She had "faith" it says. The explanation is, "She had heard the reports about Jesus, . . ." meaning she had evidence of his healing power, from what she had heard before. It wasn't "in spite of the evidence," but because of the evidence she had, from the reports she had heard.

So "faith" in this case is based on the evidence, not in spite of it. This woman with "faith" had evidence plus hope = salvation/healing.


Yet you are doing the exact opposite by trying to ground your faith in facts, no matter . . .

The above woman's FAITH was grounded in facts, i.e., the REPORTS she had heard about Jesus from earlier.

. . . no matter how tortured they have to be in order for you to make your case for yourself.

So your argument is that we should ignore the facts, because they are tortured, and instead we should believe IN SPITE OF THE EVIDENCE instead of believing facts.

It's obvious that you have no facts from history, from the 1st century, for any of your claims, and so your beliefs about it are based on some kind of faith which contradicts facts.

But the evidence we have from the 1st century says these events happened, and people believed, based on evidence, and were healed because they believed, as in the case of this woman with the hemorrhage. The best explanation is that it really happened, because there is no other explanation how these accounts originated if it did not happen. There are no other examples of anything like this, from history, although it's true you might find some nutty nonsense on YouTube today. But otherwise we have reports of this singular event from 2000 years ago, and all the indications are that it really happened.


All of us see right through what you're trying to do, so it's sure as shit not . . .

Yes, you "see right through" the reported facts of history to the REAL COSMIC TRUTH saying we must reject the reported miracle acts because they contradict your theories about what reality ought to be instead of what's reported in the evidence.

. . . not being done for our sake. You are right now turning reality into fiction in order to fit your beliefs.

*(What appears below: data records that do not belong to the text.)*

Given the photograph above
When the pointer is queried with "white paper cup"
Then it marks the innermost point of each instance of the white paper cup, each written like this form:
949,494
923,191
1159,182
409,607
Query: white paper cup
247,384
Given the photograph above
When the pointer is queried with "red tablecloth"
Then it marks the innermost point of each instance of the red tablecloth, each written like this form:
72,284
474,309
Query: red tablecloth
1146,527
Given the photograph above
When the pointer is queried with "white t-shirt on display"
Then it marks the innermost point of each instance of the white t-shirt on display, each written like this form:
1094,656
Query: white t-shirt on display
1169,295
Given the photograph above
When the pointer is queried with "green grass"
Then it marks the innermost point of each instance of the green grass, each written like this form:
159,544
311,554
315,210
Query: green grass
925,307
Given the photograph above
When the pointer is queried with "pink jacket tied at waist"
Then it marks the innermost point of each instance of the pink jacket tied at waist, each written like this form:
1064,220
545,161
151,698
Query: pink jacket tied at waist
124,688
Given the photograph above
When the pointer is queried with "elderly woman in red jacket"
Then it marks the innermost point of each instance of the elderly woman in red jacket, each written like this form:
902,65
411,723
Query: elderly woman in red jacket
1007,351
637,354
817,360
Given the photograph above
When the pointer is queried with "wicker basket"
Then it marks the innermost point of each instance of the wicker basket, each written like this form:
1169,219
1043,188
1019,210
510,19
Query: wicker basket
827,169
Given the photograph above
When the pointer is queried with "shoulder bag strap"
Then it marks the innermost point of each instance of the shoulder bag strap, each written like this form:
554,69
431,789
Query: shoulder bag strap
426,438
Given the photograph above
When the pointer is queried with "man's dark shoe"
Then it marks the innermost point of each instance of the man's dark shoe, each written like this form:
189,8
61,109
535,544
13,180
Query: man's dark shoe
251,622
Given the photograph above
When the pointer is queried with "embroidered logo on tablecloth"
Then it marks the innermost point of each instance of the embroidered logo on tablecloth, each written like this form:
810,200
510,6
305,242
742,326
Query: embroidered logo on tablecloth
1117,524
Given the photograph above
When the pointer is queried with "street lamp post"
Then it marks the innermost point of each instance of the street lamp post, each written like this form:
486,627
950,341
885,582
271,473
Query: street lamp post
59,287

No, if anyone turned reality into this fiction, it's not me, because I'm quoting from an ancient source saying it happened, and confirmed by other sources near the time. These sources are from 2000 years ago, so how can it have been created in order to fit my beliefs? since I didn't exist until modern times, 2000 years later than this is reported in the historical accounts? You're saying the apostle Paul and the Gospel writers looked far into the future to see someone's beliefs today in order to create their story?


And you don't even see it. Or, . . .

Yes, I don't see how someone's beliefs today could have inspired the writer of Mark in 70 AD to report a woman being cured. I don't quite "see" that.

. . . or worse, you do and don't care.

I care what happened back then, or any other time something important is reported. And I care if you have any further evidence about what really happened. But what no one should care about is your visions or what you "see" with your cosmic antenna into the past to divine what "really" happened (or should have happened in your alternate reality) in spite of the evidence from the time telling us what happened.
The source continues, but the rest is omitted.